Responding to a question as to why he swore it directly in the Supreme Court, Bhatt said, "The reason for my filing the affidavit is listed in it.”

The Supreme Court had in early March asked SIT to submit its report by April 25 on whether any further probe was required against Modi and 62 others in connection with the complaint filed by Zakia Jaffery, whose husband was among 69 killed in the Gulburg society riots.

Best Bakery case witness was forced to lie

Meanwhile, a key prosecution witness of 2002 Best Bakery case, Shaikh Yasmeen Banu, has claimed that she was "lured and misguided" by social activist Teesta Setalvad into giving a false testimony. Appeals filed by the nine convicts in the 2002 Best Bakery case are pending before the Bombay High Court.

"Teesta Setalvad made me give false testimony in the Best Bakery case by luring and misguiding me. I had written everything in the affidavit submitted to the Chief Justice of the Bombay High Court in June last year," Yasmeen said in a statement issued earlier this week.

Reacting to the allegation, Setalvad said, "The trial is long over. The guilty have been brought to book. I do not know why this statement has been made now. Her (Yasmeen) statement is manipulative."

Yasmeen was the only prosecution witness from the Shaikh family who stood by the police's case against the 17 accused. Rest of the family, including prime witness and Yasmeen's sister-in-law Zaheera Shaikh, had turned hostile, alleging that they were forced by Setalvad to lie. In her affidavit dated June 17, 2010, Yasmeen has stated that her deposition before the trial court was made at the behest of Setalvad.

According to Yasmeen, one Rais Khan, who is a close associate of Setalvad, had met her along with local Muslim leaders claiming that her life was in danger in Gujarat and she should shift to Mumbai where she would be taken care of.

"Setalvad and Rais promised to help me. I am leading a poor and miserable life. My affidavit should be treated as a petition. I don't want to say anything more," Yasmeen's statement reads.
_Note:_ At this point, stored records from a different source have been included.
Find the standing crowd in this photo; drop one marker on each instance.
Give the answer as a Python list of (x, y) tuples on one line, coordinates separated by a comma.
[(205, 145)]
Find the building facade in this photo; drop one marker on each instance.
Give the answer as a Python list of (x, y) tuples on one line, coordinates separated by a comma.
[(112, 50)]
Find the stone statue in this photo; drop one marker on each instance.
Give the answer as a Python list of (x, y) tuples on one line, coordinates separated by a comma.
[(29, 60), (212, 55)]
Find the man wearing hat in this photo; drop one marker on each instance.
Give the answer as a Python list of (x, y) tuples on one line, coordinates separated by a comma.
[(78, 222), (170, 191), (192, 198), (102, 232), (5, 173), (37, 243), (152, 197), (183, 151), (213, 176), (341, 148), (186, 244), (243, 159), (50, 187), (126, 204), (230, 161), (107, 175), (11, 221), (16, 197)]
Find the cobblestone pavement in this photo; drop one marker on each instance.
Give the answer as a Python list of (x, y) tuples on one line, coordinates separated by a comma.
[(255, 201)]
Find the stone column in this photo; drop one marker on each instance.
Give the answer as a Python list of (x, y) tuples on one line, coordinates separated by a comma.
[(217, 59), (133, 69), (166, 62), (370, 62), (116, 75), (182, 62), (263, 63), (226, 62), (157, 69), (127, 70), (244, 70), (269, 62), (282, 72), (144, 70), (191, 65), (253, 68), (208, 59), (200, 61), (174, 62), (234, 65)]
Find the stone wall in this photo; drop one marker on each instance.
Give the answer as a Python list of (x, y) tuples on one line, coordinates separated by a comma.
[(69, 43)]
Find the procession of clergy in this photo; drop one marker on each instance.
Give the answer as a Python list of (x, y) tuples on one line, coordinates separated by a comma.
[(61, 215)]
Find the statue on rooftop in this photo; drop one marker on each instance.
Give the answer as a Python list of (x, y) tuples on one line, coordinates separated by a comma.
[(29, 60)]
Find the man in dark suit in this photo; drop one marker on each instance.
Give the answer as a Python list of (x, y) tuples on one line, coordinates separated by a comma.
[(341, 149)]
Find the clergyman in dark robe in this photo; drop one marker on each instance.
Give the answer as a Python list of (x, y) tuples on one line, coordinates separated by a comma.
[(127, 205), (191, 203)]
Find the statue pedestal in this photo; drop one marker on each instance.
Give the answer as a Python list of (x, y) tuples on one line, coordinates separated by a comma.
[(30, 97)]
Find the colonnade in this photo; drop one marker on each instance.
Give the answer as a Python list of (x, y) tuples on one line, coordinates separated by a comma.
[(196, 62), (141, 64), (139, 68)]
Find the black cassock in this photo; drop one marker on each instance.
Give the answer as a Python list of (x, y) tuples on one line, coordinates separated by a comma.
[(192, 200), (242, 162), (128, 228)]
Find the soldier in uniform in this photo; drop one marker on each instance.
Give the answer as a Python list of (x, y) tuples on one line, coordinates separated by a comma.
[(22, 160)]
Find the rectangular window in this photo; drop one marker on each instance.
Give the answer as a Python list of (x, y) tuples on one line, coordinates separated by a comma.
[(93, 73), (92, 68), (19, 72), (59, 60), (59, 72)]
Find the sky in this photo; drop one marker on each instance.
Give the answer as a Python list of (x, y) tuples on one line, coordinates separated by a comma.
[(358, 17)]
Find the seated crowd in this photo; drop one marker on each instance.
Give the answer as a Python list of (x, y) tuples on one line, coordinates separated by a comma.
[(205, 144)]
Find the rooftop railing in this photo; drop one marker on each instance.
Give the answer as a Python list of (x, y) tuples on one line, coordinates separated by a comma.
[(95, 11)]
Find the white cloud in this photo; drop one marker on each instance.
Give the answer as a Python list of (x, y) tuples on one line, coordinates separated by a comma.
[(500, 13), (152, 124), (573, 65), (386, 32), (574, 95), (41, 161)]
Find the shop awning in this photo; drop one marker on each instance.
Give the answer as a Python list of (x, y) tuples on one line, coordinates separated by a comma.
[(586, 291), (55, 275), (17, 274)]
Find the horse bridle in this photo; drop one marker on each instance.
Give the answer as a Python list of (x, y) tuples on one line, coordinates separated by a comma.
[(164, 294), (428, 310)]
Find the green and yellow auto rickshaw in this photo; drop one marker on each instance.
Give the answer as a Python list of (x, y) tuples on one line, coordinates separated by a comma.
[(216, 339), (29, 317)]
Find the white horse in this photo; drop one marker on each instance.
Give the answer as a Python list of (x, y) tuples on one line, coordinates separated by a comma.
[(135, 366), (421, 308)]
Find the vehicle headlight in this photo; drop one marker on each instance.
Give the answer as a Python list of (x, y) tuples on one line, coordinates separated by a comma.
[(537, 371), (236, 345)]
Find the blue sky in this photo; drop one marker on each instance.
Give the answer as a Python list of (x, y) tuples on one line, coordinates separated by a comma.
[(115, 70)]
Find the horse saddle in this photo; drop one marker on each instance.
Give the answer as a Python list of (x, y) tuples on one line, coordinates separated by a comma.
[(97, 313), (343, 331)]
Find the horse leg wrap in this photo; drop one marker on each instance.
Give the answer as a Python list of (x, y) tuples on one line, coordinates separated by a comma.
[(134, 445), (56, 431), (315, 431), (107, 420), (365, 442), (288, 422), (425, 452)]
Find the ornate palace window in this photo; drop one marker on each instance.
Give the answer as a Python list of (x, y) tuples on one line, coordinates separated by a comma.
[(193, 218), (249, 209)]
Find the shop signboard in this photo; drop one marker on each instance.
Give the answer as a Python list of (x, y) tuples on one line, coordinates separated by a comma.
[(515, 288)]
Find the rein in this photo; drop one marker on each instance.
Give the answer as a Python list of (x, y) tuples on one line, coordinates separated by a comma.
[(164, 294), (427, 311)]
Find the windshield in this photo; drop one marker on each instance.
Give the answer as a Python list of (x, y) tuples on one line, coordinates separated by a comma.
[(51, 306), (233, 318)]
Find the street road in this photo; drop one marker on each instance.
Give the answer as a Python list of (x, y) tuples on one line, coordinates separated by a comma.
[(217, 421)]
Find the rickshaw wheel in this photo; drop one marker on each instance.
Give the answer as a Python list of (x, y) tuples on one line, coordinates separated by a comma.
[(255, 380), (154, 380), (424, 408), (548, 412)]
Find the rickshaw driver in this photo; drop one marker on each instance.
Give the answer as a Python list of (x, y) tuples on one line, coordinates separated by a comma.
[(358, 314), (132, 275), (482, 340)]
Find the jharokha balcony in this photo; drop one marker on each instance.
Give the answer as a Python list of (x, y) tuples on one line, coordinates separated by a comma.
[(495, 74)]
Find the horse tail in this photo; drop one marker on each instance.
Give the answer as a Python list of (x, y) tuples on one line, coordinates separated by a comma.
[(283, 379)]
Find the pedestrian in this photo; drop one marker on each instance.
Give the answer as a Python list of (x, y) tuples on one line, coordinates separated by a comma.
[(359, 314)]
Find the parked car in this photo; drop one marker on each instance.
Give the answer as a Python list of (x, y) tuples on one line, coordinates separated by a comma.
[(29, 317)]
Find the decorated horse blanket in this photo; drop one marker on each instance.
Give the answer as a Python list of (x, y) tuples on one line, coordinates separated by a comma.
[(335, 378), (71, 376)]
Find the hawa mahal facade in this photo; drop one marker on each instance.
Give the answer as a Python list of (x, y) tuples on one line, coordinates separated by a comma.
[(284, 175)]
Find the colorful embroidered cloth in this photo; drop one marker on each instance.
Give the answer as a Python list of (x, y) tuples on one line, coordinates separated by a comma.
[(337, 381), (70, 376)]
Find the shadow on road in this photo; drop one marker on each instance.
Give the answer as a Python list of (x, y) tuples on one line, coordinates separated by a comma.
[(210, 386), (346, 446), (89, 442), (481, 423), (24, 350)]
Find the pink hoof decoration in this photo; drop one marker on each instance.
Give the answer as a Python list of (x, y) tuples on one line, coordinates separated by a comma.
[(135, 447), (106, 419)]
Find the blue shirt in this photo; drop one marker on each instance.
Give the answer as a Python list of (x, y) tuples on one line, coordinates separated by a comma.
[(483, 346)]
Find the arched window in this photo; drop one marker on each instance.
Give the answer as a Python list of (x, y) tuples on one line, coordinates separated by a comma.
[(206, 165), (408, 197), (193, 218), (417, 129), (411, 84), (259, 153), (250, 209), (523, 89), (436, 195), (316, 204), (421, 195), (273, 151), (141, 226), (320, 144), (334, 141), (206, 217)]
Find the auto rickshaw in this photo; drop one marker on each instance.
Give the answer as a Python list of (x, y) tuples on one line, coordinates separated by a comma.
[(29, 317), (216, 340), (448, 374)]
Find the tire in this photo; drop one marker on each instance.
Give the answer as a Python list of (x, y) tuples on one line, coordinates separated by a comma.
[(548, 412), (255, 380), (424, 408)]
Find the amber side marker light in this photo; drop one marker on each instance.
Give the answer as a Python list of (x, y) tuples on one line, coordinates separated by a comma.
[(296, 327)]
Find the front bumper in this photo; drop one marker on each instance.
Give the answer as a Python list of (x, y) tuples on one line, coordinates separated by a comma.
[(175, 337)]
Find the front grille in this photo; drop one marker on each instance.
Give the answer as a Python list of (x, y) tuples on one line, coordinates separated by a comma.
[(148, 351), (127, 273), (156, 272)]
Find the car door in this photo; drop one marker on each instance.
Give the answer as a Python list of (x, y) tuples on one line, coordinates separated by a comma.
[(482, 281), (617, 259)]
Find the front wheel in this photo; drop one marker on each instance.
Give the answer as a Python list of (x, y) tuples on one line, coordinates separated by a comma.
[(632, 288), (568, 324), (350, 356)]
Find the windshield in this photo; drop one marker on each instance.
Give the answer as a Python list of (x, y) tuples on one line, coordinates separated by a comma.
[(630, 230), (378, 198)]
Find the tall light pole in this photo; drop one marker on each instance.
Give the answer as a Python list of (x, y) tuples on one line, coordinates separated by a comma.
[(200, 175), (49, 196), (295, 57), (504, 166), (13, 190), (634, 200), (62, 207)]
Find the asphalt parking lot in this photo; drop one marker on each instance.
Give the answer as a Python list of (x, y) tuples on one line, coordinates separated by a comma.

Apart from the Chief Justice of the Bombay High Court, Yasmeen's affidavit has also been sent to the Chief Justice of India, Chairman of the National Human Rights Commission and
Director General of Police, Gujarat.

In February 2006, the sessions court here sentenced nine accused to life imprisonment. The court later tried and convicted Zaheera and others who had turned hostile for perjury.

Fourteen people who had taken refuge in the Best Bakery -- owned by the Shaikh family -- in Vadodara were killed on March 1, 2002, during the post-Godhra riots.